I had a summer camp at Sloss one year. Not focused on the ghostly side of things or anything but one time we were all on the stage/old casting shed and we heard what sounded like someone dropping a wrench in the boiler engine room. Nobody was down there and no explanation. Growing up there we took it as a given the furnaces were haunted some by good spirits who protected the workers and refused to leave their job even though the place was closed. One story I was told bout a guy who was pulled back on a catwalk where he would have fell to his death but all he could see was a figure in the heat that was too hot for any person to stand in. I would also assume there were some not so good but I am not versed in their stories. Grown up I used to drive over the viaduct every day for work and you could just feel something from the place. Can't say good or bad but the place does have a life of its own
Whoever wrote the narrator's script obviously has no knowledge about how a blast furnace works. First, there is no such thing as "molten ore". Ore is converted in the blast furnace to make pig iron, which in its molten state is transported in railroad cars that carry the ladles to the foundry or steel converting furnaces. Also, the forman was overcome by carbon monoxide, not methane gas.

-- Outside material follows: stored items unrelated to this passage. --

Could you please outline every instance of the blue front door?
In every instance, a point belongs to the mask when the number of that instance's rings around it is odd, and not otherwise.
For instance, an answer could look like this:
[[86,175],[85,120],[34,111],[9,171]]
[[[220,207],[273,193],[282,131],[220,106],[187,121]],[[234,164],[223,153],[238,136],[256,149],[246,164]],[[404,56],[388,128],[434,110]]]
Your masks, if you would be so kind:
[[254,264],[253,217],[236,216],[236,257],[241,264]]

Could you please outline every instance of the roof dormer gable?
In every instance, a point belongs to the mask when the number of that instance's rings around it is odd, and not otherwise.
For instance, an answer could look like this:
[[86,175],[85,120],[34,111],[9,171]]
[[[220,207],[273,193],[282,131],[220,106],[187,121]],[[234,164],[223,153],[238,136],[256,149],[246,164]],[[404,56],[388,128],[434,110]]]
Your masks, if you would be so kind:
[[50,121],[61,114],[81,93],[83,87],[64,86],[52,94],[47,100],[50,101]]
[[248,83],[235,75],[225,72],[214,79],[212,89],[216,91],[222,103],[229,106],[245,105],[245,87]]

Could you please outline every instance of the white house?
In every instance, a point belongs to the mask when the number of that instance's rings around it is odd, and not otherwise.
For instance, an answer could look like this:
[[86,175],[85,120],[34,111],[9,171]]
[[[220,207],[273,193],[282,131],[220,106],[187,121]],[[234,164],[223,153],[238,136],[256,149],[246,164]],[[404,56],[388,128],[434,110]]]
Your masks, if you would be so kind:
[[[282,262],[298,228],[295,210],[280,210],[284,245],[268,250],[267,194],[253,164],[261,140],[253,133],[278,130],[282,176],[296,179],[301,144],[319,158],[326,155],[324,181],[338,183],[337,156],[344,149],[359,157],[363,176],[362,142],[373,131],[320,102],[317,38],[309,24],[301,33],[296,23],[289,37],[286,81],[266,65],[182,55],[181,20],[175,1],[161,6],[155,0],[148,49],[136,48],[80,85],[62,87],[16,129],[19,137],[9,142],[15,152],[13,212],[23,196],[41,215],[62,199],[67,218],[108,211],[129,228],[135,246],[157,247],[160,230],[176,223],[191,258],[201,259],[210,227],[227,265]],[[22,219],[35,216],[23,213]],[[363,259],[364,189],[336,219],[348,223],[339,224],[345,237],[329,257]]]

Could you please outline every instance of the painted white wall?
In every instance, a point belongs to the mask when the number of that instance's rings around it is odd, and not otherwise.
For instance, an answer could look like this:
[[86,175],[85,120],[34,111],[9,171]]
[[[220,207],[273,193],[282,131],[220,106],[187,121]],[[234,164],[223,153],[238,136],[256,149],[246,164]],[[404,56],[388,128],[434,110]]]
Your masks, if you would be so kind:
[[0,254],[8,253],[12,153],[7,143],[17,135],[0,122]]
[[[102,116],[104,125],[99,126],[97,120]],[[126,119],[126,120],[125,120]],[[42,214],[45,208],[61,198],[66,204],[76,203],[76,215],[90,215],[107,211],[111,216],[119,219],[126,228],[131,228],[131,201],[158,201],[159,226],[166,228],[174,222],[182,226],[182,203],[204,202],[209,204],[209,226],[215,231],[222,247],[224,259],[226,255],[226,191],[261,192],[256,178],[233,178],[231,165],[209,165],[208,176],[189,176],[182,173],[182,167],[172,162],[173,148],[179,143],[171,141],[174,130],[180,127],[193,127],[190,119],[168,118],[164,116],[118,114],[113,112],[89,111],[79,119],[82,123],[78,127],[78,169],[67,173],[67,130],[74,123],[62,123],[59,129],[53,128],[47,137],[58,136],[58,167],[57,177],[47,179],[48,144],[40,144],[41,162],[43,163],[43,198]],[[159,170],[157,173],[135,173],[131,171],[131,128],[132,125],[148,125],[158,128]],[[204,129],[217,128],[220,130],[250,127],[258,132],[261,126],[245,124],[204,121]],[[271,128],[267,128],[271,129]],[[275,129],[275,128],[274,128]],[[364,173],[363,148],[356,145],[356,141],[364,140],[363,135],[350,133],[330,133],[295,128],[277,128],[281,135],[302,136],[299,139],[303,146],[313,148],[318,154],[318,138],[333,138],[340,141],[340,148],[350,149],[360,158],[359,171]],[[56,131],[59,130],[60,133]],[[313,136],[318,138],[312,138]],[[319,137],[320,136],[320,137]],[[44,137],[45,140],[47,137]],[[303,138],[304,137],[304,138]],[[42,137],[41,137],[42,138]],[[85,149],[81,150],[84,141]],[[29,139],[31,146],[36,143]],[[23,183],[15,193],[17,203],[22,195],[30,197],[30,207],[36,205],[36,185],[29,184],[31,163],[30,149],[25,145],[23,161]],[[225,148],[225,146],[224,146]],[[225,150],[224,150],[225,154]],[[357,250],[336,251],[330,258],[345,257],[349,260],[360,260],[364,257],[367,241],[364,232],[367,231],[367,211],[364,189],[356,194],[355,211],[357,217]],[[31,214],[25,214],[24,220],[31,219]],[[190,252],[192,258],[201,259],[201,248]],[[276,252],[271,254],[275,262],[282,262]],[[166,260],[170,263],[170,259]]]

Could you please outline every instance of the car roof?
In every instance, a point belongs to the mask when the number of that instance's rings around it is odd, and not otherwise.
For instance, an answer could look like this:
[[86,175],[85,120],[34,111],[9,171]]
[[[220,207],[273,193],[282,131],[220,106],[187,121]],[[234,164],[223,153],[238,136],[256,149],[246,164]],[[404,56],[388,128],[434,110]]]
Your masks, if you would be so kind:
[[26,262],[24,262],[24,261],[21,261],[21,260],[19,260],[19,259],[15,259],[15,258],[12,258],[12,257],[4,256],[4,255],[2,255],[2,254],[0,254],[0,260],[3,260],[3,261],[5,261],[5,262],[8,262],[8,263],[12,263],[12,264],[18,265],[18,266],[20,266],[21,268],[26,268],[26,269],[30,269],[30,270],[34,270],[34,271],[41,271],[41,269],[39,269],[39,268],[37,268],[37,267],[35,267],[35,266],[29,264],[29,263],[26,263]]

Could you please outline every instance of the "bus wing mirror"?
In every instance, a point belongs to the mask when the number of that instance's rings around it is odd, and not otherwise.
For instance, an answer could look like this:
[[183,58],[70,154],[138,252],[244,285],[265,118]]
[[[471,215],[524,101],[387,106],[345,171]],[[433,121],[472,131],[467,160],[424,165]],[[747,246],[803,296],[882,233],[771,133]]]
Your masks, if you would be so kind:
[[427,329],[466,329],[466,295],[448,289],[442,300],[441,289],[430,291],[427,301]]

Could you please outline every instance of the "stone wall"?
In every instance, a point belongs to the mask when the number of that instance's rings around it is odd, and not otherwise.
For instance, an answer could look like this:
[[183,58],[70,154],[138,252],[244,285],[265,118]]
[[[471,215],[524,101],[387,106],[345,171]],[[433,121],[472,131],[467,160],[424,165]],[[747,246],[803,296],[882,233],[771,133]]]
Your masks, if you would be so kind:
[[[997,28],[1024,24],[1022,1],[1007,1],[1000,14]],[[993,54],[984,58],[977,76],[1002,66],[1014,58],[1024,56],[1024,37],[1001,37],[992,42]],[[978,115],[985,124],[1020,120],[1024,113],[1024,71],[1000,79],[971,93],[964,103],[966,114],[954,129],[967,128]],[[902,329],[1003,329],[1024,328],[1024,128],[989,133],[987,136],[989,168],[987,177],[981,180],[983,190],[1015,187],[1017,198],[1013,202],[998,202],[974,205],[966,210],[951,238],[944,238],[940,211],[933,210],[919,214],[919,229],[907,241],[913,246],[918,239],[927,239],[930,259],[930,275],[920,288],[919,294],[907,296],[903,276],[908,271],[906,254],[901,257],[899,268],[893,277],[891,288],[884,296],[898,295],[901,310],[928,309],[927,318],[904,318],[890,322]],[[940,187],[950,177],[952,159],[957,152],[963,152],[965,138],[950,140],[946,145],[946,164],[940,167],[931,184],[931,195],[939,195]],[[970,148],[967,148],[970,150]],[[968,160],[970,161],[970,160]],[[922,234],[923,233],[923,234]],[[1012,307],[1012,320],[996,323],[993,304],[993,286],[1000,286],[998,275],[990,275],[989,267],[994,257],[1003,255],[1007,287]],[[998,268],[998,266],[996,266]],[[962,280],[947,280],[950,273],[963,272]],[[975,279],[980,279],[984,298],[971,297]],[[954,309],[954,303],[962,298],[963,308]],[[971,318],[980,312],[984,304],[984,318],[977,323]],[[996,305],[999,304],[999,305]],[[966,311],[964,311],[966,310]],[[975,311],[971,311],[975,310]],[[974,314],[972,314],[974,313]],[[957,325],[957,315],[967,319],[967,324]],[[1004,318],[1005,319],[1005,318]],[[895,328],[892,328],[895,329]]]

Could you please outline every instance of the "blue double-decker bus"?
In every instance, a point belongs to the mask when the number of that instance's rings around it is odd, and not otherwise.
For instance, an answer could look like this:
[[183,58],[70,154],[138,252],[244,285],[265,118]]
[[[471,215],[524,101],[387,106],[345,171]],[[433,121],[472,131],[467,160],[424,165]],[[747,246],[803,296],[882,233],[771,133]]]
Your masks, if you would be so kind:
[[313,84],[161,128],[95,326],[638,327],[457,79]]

When I was a little kid. Maybe 6 or 7 I use to have a re-occuring dream every few nights for months on end of a place like this. Then they started again around when I was 10ish... really weird. I've always had a fascination and obsession with heavy industrial buildings. But in my dream the factory was just called Hell.
Lol. Naw,wormwood ain't "lose his footing". My great uncle worked at that place. Ol Slag got his head stoved in and flipped over by the leg of his britches.
i saw a video about this place when i was seven years old, and it's been engrained in my head ever since then. hell, i forgot the lizzie borden house for a while, but i remembered sloss. this is what comes to mind when i think of haunted places.
its a museum and they have metal working art and blacksmithing classes/shops set up in one of the old casting sheds. my great grandfather worked there running one of the overhead cranes. he got paid in cold hard cash....
I looked up sgt stephen c austin in the north Avondale precinct. Hard as it is to believe, it turned up no one. Almost like that wasn’t a real police officer, but an actor that sounds like he is from anywhere but Alabama.
my mom took a tour last night, she was definitely freaked. the group she had with her experienced several cold spots and unexplained energy readings. once of her pics had over twenty orbs in it.. i love the place, i went to the halloween fright furnace tour and it wasn't scary till we got lost. the vibes from that place are amazing.
@ZorbaZombie you can go. nothing is stopping you. i'm here for the iron conference, if you want to work hard, drink beer, meet amazing people and make art come down. im from connecticut.
YO. Despite my attention being utterly engaged when viewing. I too could not help but notice that! When they panned unto the gent doing the documentary so early in the vid! Its always these moments i find most convincing of spectral anomalies. Because you dont see anyone talking about it. In or outside the video.
if i had molten hot steel and you tried to pay me in "clacker" you would have been eating clacker because im super nice and reasonable and should have fed you molten steel
@luscioussuicide hey when?? my team could go with you guys , we could help you guys know were the hotspots are! Of course i live in bham so please reply!
+Ed Weibe, saw your incredible video of the ghost at Sloss. It is certainly the most convincing video taken by an unimpeachable source. I would be very interested to know if you have captured other videos as well. Congratulations on your catch! Judy Listello -listello62@yahoo
+Ed Weibe where can I see them? I am really quite impressed that someone of you intellect and background is unapologetic and open about the paranormal. You are doing a great service, sir.